Credit: Photography: Earl Carter

Black rice venere

Andrew McConnell is the executive chef and co-owner of Cutler & Co, Cumulus Inc, Marion, Gimlet and Supernormal. He is a food editor of The Saturday Paper.

Credit: Photography: Earl Carter

The black rice in this recipe is not to be mistaken for the glutinous variety used in Asian cooking. This recipe uses a wholegrain rice, with a deep nutty flavour. The rice itself is a kind of ebony colour – it’s not the squid ink that makes it this way – and is called rice venere or the forbidden rice. It originates in China where it was said to be cultivated only for the emperor and his court. Now primarily grown in Europe, the final cooking technique is not dissimilar to cooking risotto. The difference is that this grain needs to be simmered in water for 20 to 30 minutes to soften, prior to any flavours being added.

Risotto was traditionally made with a starchier rice – arborio, carnaroli or vialone nano. They cook more quickly and release more starch. The black rice grains will be more distinct and the dish will not be as rich.

After the black rice has been simmered, it can be set aside until it is ready for use. A base soffritto – of onion, garlic and celery – is cooked until soft and deglazed with a splash of white wine. The black rice is added to that and cooked like a risotto, with warm stock added gradually while the grains are being stirred. The squid ink and other flavours, such as butter and parmesan cheese, are added at this point.

The squid ink in this recipe brings depth of flavour – a complex salt addition. It can be added without the flesh of the squid, but it also adds to the flavour.

Squid ink has been through periods of vogue and perhaps been overused for the novelty of its colour, but it can make a unique contribution to a dish.
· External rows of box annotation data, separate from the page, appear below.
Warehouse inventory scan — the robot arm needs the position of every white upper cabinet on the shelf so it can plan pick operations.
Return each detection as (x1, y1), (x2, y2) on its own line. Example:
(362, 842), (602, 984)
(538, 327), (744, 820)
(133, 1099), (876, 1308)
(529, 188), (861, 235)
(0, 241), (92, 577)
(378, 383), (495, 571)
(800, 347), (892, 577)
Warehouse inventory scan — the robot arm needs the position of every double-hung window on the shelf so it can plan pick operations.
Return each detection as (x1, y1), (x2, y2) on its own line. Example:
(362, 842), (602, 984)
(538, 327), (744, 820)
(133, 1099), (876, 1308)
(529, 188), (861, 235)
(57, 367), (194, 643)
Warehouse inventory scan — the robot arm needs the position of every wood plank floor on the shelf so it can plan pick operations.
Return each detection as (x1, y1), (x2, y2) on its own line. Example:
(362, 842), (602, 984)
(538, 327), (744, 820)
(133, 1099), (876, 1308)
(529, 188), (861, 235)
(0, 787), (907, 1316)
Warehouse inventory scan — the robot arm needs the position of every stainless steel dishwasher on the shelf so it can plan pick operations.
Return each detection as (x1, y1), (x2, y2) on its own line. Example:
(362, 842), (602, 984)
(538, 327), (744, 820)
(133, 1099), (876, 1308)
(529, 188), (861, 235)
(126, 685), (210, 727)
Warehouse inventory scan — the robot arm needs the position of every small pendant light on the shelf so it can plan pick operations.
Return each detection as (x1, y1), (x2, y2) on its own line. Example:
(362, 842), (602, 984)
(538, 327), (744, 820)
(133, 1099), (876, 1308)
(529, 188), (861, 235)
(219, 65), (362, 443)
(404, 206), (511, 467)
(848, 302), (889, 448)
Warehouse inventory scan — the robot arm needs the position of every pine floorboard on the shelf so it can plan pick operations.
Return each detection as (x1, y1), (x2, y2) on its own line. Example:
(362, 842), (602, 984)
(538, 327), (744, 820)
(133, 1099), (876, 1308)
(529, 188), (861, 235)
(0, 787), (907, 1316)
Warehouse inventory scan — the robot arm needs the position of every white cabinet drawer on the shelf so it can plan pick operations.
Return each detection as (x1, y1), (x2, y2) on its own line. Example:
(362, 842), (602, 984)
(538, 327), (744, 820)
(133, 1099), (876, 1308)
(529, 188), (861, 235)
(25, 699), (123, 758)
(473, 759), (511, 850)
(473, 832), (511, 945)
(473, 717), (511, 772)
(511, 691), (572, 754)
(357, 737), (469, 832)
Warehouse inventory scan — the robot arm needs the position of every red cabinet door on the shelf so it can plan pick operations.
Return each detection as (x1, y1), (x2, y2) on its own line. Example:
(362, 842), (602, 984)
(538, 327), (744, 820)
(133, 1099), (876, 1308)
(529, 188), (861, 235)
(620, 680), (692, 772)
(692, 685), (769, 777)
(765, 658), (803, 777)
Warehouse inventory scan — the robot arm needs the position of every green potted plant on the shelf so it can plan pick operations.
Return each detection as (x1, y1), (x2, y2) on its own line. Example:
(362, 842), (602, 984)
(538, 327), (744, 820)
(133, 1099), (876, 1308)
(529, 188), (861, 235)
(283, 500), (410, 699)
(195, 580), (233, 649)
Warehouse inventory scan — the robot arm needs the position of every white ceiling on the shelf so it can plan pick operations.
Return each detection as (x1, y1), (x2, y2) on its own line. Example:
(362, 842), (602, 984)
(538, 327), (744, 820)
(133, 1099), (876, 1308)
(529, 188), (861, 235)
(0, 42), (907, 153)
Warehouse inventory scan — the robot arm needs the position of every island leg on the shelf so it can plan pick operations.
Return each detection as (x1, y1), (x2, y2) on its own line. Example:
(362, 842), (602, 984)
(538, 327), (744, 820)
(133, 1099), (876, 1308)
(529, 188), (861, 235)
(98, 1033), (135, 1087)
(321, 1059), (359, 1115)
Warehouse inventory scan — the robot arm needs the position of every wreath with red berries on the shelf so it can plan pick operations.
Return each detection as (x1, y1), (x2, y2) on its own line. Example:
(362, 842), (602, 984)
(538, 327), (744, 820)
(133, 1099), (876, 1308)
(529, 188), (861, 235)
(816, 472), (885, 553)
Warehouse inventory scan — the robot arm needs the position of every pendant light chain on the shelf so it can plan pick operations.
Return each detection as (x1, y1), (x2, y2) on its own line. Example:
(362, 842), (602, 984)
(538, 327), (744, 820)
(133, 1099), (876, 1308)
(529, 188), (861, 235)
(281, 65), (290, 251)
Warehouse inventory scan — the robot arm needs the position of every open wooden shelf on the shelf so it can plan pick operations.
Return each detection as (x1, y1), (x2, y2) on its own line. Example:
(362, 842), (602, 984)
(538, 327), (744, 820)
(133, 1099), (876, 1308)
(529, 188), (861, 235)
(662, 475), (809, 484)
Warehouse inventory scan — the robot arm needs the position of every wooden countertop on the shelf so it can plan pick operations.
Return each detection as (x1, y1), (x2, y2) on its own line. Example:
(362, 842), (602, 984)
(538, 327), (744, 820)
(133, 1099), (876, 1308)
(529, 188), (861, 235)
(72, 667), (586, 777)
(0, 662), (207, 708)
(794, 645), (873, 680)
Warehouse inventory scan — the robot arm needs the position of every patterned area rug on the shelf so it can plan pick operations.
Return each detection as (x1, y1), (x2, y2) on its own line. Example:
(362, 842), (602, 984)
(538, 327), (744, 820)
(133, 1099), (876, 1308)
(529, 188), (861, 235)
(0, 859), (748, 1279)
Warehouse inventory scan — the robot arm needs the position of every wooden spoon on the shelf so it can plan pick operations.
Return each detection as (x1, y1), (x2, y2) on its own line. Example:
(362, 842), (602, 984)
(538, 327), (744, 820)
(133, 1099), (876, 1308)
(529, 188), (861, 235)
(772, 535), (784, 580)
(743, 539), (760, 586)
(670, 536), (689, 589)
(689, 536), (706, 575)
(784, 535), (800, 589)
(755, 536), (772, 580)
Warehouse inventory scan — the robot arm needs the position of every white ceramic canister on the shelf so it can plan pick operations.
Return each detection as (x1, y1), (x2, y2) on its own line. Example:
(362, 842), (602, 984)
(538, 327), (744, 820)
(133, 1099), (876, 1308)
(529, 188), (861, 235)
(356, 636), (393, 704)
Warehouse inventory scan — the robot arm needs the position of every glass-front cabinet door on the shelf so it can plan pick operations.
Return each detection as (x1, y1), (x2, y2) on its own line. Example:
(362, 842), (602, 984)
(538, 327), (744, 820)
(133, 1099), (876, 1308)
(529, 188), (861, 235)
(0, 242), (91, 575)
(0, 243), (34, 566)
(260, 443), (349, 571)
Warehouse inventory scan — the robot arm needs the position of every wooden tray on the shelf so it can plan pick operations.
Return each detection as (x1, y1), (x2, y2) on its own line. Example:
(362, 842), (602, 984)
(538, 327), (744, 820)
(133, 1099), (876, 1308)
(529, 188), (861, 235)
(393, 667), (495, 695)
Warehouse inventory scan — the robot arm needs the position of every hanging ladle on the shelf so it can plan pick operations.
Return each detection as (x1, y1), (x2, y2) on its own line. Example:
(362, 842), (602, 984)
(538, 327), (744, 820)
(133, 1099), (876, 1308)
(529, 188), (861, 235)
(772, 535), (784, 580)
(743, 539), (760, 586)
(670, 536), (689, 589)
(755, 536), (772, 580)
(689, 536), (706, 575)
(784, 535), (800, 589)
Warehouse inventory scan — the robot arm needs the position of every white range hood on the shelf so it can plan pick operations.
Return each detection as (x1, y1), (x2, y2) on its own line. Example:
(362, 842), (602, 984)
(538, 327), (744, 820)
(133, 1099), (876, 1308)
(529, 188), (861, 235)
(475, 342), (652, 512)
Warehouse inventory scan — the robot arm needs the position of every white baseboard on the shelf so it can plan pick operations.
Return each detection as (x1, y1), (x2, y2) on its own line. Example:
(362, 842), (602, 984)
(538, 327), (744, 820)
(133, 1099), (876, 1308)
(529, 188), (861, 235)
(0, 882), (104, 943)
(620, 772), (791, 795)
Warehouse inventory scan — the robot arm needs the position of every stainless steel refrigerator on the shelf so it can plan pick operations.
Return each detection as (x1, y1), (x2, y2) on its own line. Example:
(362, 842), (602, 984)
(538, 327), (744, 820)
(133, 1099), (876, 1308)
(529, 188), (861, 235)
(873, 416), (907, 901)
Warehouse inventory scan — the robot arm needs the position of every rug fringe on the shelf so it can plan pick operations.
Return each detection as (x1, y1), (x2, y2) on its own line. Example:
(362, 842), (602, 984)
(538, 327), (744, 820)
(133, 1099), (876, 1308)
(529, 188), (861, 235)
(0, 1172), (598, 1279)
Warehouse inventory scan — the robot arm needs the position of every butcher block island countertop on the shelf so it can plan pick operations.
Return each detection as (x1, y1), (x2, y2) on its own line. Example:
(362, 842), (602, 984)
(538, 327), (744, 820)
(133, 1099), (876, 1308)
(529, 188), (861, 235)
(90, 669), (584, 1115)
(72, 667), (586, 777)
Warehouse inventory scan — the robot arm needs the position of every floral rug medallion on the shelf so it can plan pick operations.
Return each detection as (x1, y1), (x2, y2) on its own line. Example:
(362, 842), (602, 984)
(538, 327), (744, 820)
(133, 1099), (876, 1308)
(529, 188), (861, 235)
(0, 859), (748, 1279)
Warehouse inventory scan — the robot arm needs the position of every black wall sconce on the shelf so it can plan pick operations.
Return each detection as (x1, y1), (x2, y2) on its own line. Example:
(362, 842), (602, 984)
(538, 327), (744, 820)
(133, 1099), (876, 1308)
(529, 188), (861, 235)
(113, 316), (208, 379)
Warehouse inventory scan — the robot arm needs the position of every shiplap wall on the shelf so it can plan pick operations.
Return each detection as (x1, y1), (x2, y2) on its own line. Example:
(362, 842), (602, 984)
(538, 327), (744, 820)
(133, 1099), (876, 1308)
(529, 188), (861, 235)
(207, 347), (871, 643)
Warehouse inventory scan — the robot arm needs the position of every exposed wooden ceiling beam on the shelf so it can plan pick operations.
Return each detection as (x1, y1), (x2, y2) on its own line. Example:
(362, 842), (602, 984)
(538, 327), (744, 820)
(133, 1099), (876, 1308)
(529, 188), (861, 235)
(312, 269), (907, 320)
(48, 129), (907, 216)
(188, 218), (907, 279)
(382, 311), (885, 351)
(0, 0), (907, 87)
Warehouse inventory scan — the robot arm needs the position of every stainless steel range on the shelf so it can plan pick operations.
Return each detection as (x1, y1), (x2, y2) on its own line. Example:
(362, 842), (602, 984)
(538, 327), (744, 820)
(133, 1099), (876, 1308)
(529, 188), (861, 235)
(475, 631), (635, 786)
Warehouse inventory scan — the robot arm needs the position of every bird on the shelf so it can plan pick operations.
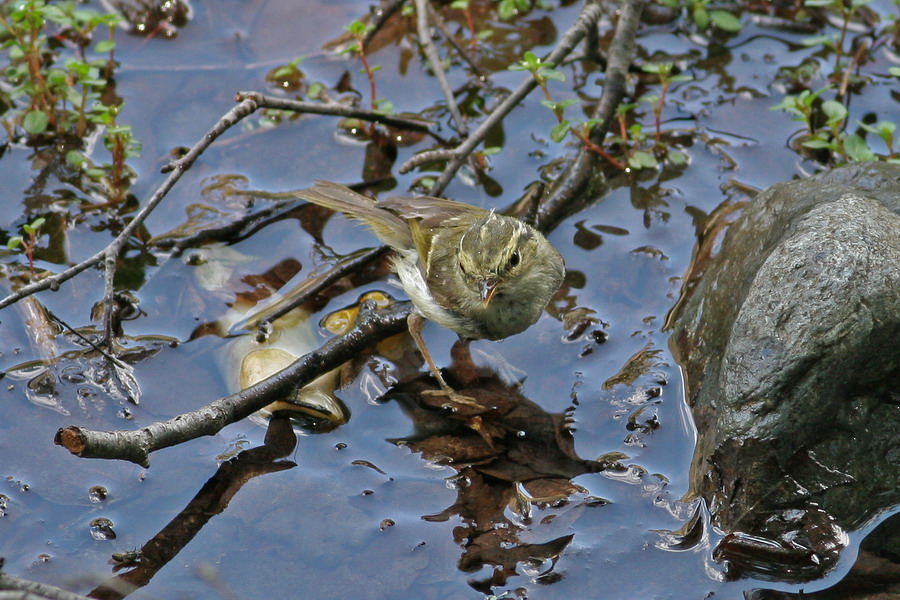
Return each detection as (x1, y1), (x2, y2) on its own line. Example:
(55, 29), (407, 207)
(298, 181), (565, 404)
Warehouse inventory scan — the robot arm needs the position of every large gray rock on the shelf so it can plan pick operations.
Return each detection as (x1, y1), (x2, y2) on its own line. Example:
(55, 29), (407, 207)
(672, 163), (900, 581)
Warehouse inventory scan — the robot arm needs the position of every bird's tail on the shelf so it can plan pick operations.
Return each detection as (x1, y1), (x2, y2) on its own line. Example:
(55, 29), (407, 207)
(298, 181), (413, 250)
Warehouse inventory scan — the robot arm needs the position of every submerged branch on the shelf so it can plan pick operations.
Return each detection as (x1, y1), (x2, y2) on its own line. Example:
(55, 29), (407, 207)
(420, 2), (603, 196)
(415, 0), (468, 137)
(54, 302), (410, 467)
(537, 0), (646, 231)
(237, 92), (444, 142)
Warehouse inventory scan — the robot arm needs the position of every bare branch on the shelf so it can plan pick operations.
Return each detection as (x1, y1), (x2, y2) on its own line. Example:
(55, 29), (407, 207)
(237, 92), (444, 142)
(54, 302), (410, 467)
(416, 0), (469, 137)
(537, 0), (646, 231)
(418, 2), (603, 196)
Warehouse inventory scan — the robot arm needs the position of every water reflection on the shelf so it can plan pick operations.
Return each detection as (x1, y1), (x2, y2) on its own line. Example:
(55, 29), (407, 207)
(385, 342), (608, 594)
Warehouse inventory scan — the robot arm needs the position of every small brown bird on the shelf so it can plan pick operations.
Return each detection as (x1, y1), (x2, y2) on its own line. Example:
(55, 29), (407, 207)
(299, 181), (565, 400)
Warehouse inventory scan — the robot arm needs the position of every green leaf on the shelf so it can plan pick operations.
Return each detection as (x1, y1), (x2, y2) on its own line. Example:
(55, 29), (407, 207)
(692, 5), (709, 29)
(94, 40), (116, 54)
(22, 110), (50, 135)
(709, 10), (741, 33)
(344, 21), (370, 38)
(306, 81), (325, 100)
(550, 120), (572, 143)
(540, 69), (566, 81)
(628, 150), (659, 169)
(822, 100), (847, 125)
(800, 35), (834, 48)
(668, 152), (688, 167)
(844, 133), (876, 161)
(66, 150), (85, 168)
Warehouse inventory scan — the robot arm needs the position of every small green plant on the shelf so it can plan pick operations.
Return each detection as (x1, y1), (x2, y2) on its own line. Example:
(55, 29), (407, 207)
(0, 0), (140, 202)
(497, 0), (531, 21)
(6, 217), (45, 278)
(660, 0), (741, 33)
(641, 62), (691, 152)
(0, 0), (118, 137)
(770, 86), (900, 163)
(803, 0), (872, 80)
(509, 51), (625, 169)
(450, 0), (478, 50)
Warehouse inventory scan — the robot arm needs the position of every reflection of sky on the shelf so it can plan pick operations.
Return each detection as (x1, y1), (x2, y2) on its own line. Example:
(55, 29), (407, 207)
(0, 0), (900, 598)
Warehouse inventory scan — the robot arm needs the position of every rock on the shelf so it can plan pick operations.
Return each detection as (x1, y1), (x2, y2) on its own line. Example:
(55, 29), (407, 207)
(672, 162), (900, 581)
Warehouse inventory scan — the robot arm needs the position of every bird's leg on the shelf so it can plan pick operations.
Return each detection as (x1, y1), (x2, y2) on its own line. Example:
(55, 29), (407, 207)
(406, 312), (481, 406)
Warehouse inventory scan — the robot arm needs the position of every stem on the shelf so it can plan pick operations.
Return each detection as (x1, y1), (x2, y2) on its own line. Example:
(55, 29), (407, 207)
(653, 79), (669, 147)
(357, 44), (378, 111)
(463, 4), (478, 52)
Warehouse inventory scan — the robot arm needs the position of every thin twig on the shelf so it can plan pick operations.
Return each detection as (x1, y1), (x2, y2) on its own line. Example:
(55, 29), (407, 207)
(415, 0), (469, 137)
(428, 2), (484, 77)
(416, 2), (603, 196)
(398, 149), (456, 172)
(537, 0), (646, 231)
(258, 246), (390, 331)
(54, 302), (410, 467)
(237, 92), (444, 143)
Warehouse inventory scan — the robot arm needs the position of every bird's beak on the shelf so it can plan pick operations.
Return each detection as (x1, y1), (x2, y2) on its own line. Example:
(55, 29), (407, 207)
(478, 278), (499, 308)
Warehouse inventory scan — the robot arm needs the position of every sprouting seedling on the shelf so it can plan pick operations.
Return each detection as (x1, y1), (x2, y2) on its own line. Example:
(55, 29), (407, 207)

A great substitute in this dish would be mussels steamed in a saucepan, the cooking juice then being added to the rice as it cooks.

Similar to a risotto, the success of this dish relies on a good stock. If you are using crab, the crab bones can be used to make a stock. I would add a splash of white wine, some fennel and onions and parsley stalks, and nothing else. If you are using chicken stock – to which I would also add carrots and garlic – it is helpful to have the mussel juice to contribute another note. If you are using fresh calamari, carefully remove the ink sac and add this to the stock.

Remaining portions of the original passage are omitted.